Fitting large chains into physical memory => remove coda chain slot in BayesianOutput

Here's an example memory breakdown showing a minimal DEzs MCMC configuration where the chains are of length 100k showing the mcmcOut object is using 1.2GB of memory:

mcmcOut = runMCMC(bayesianSetup = mcmcSetup, # 57 parameters
                  sampler = "DEzs",
                  settings = list(iterations = 300 * 1000, nrChains = 3))
# mcmcOut[[i]]$sampler, settings, setup, and X are small
tibble(totalMB = object.size(mcmcOut)[1] / 1E6, # 3 populations with 3 chains each
       populationMB = object.size(mcmcOut[[1]])[1] / 1E6, # mostly chain, codaChain, and Z
       chainMB = object.size(mcmcOut[[1]]$chain[[1]])[1] / 1E6, # 9 of these
       codaChainMB = object.size(mcmcOut[[1]]$codaChain[[1]])[1] / 1E6, # 9 of these
       zMB = object.size(mcmcOut[[1]]$Z)[1] / 1E6) # 3 of these
# A tibble: 1 x 5
  totalMB populationMB chainMB codaChainMB   zMB
    <dbl>        <dbl>   <dbl>       <dbl> <dbl>
1   1213.         404.    45.6        45.6  130.

For the range of nrChains recommended with DEzs this implies memory requirements of 12-20 GB for each 1M iterations in the chains, consistent with memory use I'm measuring on other DEzs runs having chains up to length 2M. That suggests 300-500 GB for unthinned r3PG calibrations reaching chain lengths of 25M iterations.

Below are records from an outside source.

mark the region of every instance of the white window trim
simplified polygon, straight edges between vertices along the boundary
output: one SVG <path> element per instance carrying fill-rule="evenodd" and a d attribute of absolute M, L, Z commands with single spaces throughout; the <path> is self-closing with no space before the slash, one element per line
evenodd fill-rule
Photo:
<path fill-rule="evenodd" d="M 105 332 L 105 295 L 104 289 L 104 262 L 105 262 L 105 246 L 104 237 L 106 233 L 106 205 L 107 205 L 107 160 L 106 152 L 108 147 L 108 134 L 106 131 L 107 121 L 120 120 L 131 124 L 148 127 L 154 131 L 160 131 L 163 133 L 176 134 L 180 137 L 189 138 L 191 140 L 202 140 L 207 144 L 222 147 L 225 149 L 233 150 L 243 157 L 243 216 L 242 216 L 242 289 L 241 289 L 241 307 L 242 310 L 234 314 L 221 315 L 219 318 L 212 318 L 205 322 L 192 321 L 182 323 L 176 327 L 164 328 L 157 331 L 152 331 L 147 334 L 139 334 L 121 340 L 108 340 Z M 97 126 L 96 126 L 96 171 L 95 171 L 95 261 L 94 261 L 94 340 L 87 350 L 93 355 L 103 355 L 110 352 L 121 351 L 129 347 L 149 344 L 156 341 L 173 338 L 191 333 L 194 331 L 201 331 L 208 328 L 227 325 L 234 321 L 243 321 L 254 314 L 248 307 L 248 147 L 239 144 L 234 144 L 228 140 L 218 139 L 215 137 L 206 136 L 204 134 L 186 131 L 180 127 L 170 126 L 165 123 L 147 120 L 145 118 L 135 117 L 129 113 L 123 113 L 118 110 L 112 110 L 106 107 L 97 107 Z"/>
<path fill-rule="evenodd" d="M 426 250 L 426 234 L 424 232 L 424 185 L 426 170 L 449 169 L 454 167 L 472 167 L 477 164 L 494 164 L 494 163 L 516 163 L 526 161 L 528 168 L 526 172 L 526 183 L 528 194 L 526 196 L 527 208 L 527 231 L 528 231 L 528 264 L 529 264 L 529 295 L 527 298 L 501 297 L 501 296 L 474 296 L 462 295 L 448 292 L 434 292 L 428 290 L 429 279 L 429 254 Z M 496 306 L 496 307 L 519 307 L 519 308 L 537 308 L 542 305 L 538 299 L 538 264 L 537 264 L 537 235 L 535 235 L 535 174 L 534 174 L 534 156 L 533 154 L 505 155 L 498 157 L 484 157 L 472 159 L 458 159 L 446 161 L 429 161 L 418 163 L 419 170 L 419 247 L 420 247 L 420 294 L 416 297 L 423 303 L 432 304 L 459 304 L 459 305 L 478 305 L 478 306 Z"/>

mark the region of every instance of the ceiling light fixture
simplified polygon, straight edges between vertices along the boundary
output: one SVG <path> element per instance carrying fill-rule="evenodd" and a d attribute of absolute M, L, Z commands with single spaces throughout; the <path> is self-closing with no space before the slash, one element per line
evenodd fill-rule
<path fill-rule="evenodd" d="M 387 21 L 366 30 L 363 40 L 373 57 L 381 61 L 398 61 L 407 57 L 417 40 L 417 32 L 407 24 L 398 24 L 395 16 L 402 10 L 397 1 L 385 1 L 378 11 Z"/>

Putting aside the use of sensitivity analysis to reduce the number of parameters, I think this raises three considerations within the BayesianTools package:

chain is subject to thinning but contains all iterations by default. At 25M iterations in this 57 parameter example, each unthinned chain instance would approach 12 GB. With 9-12 instances that's 110-150 GB. From code review, it looks to me like a possible workaround for DEzs callers which don't require blocking is to run a modified version of mcmcDEzs.R with the code around pChain removed. I haven't checked other samplers, though.
runMCMC() is hard coded to populate codaChain for DE and DEzs. Workaround is presumably to copy the function definition from mcmcRun.R in the package source and delete the codaChain = coda::mcmc(out$Draws) bit.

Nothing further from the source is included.